The Havasupai learned to irrigate their fields with water from the river and till the soil with planting sticks. They grew corn, beans, squash, melons, sunflowers, and tobacco. Tribal members thus were able to live most of the year in permanent villages. They lived in two different kinds of dwellings: pole-framed houses, circular or rectangular in shape and covered with brush and earth, and rock shelters, either naturally formed or dug by hand in canyon walls. The Havasupai also built small domed lodges that doubled as sweathouses and clubhouses. In terms of their agricultural way of life, the Havasupai resembled the HOPI to the east more than they did their Yuman kin to the south. They often traded with the Hopi, exchanging deerskins, salt, and red mineral paint for agricultural products, pottery, and cloth.
After the autumn harvest, the Havasupai left their villages. They climbed the canyon walls to the top of the plateau, where they lived in temporary camps in the midst of plentiful game for the winter. Individual hunters, carrying bows and arrows, stalked mountain lions and other wildcats, deer and antelope, and mountain sheep. Men, women, and children also participated in communal hunting drives. By stomping and beating the ground, they forced rabbits into the open, where they could be clubbed.
The Havasupai also gathered pinon nuts, the edible seed from a small pine tree, on the canyon rims.

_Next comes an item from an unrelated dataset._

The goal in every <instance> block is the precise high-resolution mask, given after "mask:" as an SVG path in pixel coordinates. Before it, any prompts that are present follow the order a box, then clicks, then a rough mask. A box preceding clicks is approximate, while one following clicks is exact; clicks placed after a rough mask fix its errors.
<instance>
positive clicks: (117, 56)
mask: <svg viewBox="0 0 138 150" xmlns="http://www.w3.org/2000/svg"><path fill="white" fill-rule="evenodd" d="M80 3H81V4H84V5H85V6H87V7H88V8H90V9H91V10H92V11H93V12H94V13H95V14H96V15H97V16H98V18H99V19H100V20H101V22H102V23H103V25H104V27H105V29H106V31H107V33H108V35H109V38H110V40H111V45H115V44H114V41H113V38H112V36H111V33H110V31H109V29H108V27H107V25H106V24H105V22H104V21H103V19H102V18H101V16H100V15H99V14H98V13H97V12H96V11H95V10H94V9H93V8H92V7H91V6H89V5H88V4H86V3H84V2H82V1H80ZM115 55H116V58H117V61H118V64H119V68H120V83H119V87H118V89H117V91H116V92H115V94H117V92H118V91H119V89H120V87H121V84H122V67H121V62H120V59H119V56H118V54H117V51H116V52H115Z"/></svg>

The Havasupai wore more clothing than most other Yumans, predominantly buckskin. They painted and tattooed their faces. They made both baskets and pottery for use as containers and cooking vessels.
The main unit of social organization for the Havasu-pai was the family. The tribe as a whole was loosely structured under six hereditary chiefs. Their religion was dominated by shamans, but with few organized rituals other than the use of prayer sticks and dances for a particular purpose, such as to ask for rain. Tribal members participated in at least three ceremonies a year, with music, dancing, and speechmaking.
The Havasupai were peaceful; not one of their leaders was a war chief. Their seclusion behind canyon walls enabled them to avoid attacks by more warlike neighbors. The only early Spanish explorer thought to have visited them was Father Francisco Garces, in 1776. The tribe managed to avoid further contact with outsiders well into the 1800s.
The Havasupai still live in Cataract (Havasu) Canyon, now on a reservation originally established in 1880; Supai, Arizona, is the site of the tribal population. In 1975, with the signing of the Grand Canyon National Park Enlargement Act, the tribe regained a portion of its ancestral homeland along the Grand Canyon’s south side. Because of their location 3,000 feet below the rim of the Grand Canyon, the Havasupai earn a decent income from tourism. The Havasupai Tourist Enterprise provides facilities, guides, and mules for tourists. Supai can also be reached by helicopter.
Since 1998, the annual Pai gathering brings together Havapai, Hualapai, and Yavapai tribes to celebrate their common traditions.